En droit civil, la commission a procédé à l’examen préalable de trois initiatives parlementaires :

L’initiative déposée par la conseillère nationale Fässler 06.466 (Améliorer la protection des maîtres d’ouvrage) demande une meilleure protection en cas de défauts de la construction, en particulier lorsque les parties recourent aux nouvelles formes contractuelles comme l’entreprise générale. La commission a constaté que le Conseil fédéral n’a pas répondu au postulat 02.3532, transmis le 13 décembre 2002, qui soulève exactement les mêmes questions que l’initiative 06.466. Cela étant, et pour tenir compte de la complexité des questions en discussion, elle a décidé de ne pas donner suite à l’initiative parlementaire (13 voix contre 9, avec 3 abstentions) mais de déposer une motion de même contenu (13 voix contre 12), obligeant ainsi le Conseil fédéral à proposer une modification de la législation.

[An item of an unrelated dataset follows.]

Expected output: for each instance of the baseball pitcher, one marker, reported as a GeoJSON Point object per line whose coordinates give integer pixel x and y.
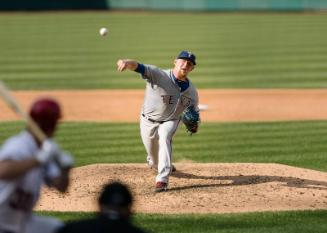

La commission a décidé de donner suite à une initiative de la conseillère nationale Leutenegger Oberholzer par 12 voix contre 8, avec 1 abstention ( 06.490. Renforcement de la protection des consommateurs. Modification de l'article 210 CO) et approuve à l’unanimité la décision de la Commission des affaires juridiques du Conseil des Etats de donner suite à l’initiative parlementaire déposée par le conseiller aux Etats Bürgi ( 07.497. Droit du contrat de vente (art. 210 CO). Modifier le délai de prescription). Elle estime que ces deux initiatives soulèvent des questions à propos de la réglementation de la prescription dans le contrat de vente et dans le contrat d’entreprise qui méritent d’être examinées de manière approfondie.

06.461 n Iv.pa. Rechsteiner Paul. Réhabilitation des Suisses engagés volontaires durant la guerre civile espagnole
Enfin la commission a approuvé, par 15 voix contre 6, un projet de loi fédérale visant à réhabiliter de manière générale et abstraite les volontaires qui ont lutté contre le fascisme aux côtés des Républicains durant la guerre civile d’Espagne. En choisissant cette voie, la commission souhaite tenir compte de l’urgence due à l’âge avancé des personnes concernées, lorsqu’elles sont encore en vie. Par 11 voix contre 8, et 2 abstentions, elle a décidé de se limiter aux volontaires de la guerre civile espagnole, car ce sont les seuls pour lesquels la recherche historique a pu faire toute la lumière sur les raisons qui les ont conduits à s’engager. Une minorité propose de réhabiliter également les volontaires qui se sont engagés aux côtés de la Résistance française pendant la Seconde Guerre mondiale. Une autre minorité propose de ne pas entrer en matière sur le projet.

La commission a siégé les 6 et 7 novembre 2008 à Berne, sous la présidence de la conseillère nationale Gabi Huber (PRD/UR) et, pour partie, en présence de la conseillère fédérale Eveline Widmer-Schlumpf.